Lebanese humanitarian organization

Offrejoie (English translation: "joy of giving") is a politically and religiously independent Lebanese non-governmental humanitarian organisation, founded in 1985 by lawyer Dr. Melhem Emile Khalaf, Walid Arnaout, Mohammad Hamade, Paul Nassar and Nadim Souhaid. Founded in the values of love, respect, and forgiveness, their mission being to "gather the Lebanese family creating oasis dating for young people throughout Lebanon by mobilizing around social projects promoting the unity of the Lebanese people."

Since 2012, it is also operating in Iraq on the same grounds.

== History ==

In 1982, Mohamad Hamade, Walid Arnaout, Paul Nassar and Melhem Khalaf, four young volunteers of the Lebanese Red Cross hailing from different religious communities, assisted the wounded during the war. Horrified by what they saw, they wanted to act in favour of the children suffering from the violence and misery of war.
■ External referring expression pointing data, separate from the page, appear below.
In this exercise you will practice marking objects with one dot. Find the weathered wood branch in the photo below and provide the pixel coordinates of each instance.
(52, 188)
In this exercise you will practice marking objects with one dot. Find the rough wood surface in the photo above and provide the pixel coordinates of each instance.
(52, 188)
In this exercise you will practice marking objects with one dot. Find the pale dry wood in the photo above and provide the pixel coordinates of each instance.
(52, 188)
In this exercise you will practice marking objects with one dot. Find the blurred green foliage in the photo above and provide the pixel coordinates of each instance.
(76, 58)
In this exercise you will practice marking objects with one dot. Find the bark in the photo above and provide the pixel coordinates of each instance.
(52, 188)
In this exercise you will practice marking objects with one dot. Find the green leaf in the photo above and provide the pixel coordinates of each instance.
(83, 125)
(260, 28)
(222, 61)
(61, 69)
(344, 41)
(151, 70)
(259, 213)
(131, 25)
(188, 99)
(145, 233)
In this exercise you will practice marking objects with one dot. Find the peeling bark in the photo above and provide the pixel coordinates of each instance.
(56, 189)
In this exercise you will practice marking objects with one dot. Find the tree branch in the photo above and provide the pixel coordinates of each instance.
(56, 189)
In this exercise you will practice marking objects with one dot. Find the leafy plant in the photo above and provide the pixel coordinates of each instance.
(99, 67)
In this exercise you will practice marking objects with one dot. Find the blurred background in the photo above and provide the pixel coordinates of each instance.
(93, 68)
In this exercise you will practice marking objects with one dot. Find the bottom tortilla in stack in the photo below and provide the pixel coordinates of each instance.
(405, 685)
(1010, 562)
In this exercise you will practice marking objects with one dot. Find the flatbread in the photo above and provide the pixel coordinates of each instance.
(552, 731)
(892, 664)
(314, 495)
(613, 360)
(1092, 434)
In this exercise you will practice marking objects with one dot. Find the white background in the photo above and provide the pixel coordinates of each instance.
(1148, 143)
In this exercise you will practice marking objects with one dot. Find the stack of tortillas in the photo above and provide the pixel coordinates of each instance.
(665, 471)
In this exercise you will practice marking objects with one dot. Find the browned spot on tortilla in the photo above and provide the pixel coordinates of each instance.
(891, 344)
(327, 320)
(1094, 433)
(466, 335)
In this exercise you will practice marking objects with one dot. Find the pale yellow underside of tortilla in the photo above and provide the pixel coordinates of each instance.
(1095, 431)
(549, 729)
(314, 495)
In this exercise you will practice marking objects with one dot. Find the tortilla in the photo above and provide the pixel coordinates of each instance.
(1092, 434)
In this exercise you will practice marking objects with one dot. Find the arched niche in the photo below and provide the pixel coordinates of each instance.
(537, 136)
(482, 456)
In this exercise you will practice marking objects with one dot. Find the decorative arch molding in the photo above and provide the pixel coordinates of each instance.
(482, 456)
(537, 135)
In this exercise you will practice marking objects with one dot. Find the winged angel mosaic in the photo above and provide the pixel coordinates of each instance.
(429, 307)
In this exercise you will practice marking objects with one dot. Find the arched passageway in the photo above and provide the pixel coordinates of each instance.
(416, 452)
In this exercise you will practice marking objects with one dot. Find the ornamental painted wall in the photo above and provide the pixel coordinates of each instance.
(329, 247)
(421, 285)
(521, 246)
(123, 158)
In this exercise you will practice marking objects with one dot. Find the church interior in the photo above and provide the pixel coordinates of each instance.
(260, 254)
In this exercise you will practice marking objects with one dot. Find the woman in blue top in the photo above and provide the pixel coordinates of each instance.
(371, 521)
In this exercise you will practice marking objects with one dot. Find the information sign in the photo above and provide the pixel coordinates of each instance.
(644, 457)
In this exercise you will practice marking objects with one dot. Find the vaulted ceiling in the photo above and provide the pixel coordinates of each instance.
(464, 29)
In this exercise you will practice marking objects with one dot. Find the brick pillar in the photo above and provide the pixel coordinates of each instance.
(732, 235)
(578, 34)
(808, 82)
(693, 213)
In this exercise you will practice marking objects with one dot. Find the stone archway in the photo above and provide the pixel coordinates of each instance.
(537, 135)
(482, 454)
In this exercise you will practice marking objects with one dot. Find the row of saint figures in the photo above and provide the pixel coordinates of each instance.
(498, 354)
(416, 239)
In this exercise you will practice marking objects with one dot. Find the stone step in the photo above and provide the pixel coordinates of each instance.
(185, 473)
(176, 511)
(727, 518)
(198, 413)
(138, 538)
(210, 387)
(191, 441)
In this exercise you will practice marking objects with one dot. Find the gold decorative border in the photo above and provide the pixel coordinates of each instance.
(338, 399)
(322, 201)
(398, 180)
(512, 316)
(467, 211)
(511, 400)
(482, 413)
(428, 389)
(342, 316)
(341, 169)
Nadim Souhaid joined them.

== Organisation ==

The NGO is currently presided by Melhem Khalaf.

=== Mission ===

Founded in the values of love, respect, and forgiveness, their alleged mission is as below:

- Combat individualism by becoming aware of the need to live in a just and peaceful society
- Give the other what they would receive
- Connecting beyond his community of birth
- Deciding to face the future together
- Search-reciprocal esteem.
- Develop social solidarity

== Recognition ==

Offrejoie was knighted with the National Order of the Cedar on 6 March 2013. It also received the Peace Prize of Lebanon in 2014 from the Ghazal Foundation and Fondation de France on 28 March 2014.